To refer to this article use this url: http://ctoz.nl/vol84/nr02/a03

# Material and methods

####
*Simulated character sets*

next section
*Reference topologies.* Data was simulated on three topologies of 20 ingroup OTUs and one outgroup OTU and a total of 18 branch length settings (Fig. 5). One of the reference topologies is fully pectinate (*i.e.*, fully asymmetrical), a second is fully symmetrical for the ingroup (balanced) and a third is an equiprobable (randomly generated) tree, intermediate in asymmetry between the two others (Fig. 5A-F). In this paper, branch lengths represent evolutionary time, but given that we simulated characters using Brownian motion (see below), branch lengths also reflect expected character variance (Felsenstein, 1985).

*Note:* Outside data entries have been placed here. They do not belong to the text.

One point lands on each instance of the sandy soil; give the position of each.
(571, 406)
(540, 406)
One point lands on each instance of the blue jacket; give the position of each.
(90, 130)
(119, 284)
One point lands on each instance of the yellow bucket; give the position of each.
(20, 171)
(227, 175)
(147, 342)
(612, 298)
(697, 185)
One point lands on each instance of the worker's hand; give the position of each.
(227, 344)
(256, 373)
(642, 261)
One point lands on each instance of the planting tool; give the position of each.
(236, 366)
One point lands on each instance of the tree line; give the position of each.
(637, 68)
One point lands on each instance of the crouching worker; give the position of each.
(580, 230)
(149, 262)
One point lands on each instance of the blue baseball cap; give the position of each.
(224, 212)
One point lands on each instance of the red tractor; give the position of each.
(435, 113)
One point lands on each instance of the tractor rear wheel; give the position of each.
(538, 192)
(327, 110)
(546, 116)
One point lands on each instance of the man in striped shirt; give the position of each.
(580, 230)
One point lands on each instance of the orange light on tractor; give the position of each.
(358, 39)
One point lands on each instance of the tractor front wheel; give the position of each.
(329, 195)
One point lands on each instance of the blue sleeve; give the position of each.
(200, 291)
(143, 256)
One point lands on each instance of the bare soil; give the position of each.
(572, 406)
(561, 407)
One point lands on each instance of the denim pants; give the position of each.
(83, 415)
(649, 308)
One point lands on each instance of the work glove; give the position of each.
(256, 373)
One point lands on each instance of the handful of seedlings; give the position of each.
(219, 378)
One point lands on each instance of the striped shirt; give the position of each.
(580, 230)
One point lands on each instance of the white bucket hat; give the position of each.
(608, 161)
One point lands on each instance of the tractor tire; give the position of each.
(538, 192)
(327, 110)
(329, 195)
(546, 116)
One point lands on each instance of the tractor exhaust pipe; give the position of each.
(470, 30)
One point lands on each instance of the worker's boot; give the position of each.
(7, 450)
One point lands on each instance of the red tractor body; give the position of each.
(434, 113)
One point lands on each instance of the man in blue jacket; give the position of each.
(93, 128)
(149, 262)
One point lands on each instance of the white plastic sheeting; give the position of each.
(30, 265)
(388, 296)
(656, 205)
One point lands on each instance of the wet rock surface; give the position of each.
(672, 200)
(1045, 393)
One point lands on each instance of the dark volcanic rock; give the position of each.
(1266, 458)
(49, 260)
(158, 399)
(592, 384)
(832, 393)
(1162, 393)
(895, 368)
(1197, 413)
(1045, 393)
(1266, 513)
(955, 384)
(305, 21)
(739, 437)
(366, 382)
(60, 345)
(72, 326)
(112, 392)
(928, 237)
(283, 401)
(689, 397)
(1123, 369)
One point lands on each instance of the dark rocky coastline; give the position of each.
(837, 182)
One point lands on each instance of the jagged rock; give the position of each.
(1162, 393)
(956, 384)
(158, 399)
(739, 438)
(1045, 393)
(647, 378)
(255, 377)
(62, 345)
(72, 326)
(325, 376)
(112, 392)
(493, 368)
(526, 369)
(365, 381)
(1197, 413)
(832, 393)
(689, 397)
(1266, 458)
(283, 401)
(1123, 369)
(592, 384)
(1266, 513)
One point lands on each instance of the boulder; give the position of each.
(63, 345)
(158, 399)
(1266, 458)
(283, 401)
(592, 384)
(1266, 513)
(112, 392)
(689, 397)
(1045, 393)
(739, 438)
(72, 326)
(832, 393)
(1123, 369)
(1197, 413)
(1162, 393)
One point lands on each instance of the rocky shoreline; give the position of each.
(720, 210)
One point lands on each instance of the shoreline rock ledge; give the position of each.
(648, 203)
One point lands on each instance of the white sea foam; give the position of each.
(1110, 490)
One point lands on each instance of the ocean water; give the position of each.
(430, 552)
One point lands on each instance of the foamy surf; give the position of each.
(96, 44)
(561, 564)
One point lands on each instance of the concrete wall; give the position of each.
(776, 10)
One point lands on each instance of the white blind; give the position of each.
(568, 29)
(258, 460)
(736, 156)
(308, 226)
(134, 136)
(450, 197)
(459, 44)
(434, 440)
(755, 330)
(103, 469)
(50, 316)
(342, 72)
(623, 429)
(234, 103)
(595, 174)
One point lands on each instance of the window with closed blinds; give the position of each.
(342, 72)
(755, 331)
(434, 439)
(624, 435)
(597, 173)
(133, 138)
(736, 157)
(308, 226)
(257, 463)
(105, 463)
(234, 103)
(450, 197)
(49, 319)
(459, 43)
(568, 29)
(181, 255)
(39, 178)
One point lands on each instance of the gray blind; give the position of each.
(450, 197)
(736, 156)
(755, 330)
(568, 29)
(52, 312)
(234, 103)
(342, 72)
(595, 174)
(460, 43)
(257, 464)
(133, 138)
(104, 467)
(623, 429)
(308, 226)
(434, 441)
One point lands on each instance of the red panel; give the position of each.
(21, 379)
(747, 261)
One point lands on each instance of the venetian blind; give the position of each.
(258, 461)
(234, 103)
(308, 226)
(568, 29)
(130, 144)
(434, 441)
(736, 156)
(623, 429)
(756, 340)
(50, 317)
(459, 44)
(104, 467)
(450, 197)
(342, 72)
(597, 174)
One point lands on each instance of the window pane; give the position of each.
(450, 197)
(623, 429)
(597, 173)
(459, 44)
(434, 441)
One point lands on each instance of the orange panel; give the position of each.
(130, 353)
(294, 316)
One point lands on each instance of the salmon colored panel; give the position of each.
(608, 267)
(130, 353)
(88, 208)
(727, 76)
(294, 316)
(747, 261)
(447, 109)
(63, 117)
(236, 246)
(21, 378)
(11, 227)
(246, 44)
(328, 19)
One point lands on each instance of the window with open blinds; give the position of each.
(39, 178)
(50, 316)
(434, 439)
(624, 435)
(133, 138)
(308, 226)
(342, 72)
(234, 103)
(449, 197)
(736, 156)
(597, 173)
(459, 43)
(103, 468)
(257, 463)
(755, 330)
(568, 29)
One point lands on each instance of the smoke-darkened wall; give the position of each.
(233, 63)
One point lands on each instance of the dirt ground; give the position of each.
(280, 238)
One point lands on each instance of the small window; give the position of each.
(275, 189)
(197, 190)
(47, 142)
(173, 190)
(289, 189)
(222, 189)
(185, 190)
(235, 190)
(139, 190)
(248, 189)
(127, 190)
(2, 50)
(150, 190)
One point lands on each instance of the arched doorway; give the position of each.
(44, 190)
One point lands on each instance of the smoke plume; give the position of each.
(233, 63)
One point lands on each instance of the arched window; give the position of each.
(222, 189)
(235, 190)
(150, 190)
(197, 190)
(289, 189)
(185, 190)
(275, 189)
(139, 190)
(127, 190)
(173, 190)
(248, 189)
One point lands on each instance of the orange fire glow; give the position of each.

*Reference trees.* Three outgroup branch lengths were used on each of the reference topology, leading to nine ultrametric reference trees (Fig. 5A-C). Nine other branch lengths differing in both ingroup and outgroup were specified on the equiprobable tree with taxa of various geological ages, leading to 9 additional non-ultrametric reference trees (Fig. 5D-G). For six out of these nine trees, all terminal and internal branch lengths of the ingroup were set to one, and the outgroup branch was set at zero, one, three, five, six tenths, or the full tree depth (Fig. 5D). Three out of the nine trees (Fig. 5E-G) were generated by modifying the ingroup branch lengths on the equiprobable tree with the outgroup branch set at zero length (actual ancestor).

*Simulated matrices.* From each of the nine reference trees illustrated in Fig. 5A-C, 100 matrices of 100 characters × 10 states were simulated (*i.e.*, a total of 900 matrices). Similarly, 100 matrices of 100 characters × 10 states were simulated for each of the nine paleontological trees illustrated in Fig. 5 D-G (*i.e.*, a total of 900 paleontological matrices). We thus simulated a total of 1800 matrices, which were produced using Mesquite and the scripts in Supplementary Online Materials 1 (S1) on data that were discretized using Excel spreadsheets (S2 for parsimony; S3 for 3ta) and that were compiled into S4 (which are the matrices in the parsimony format).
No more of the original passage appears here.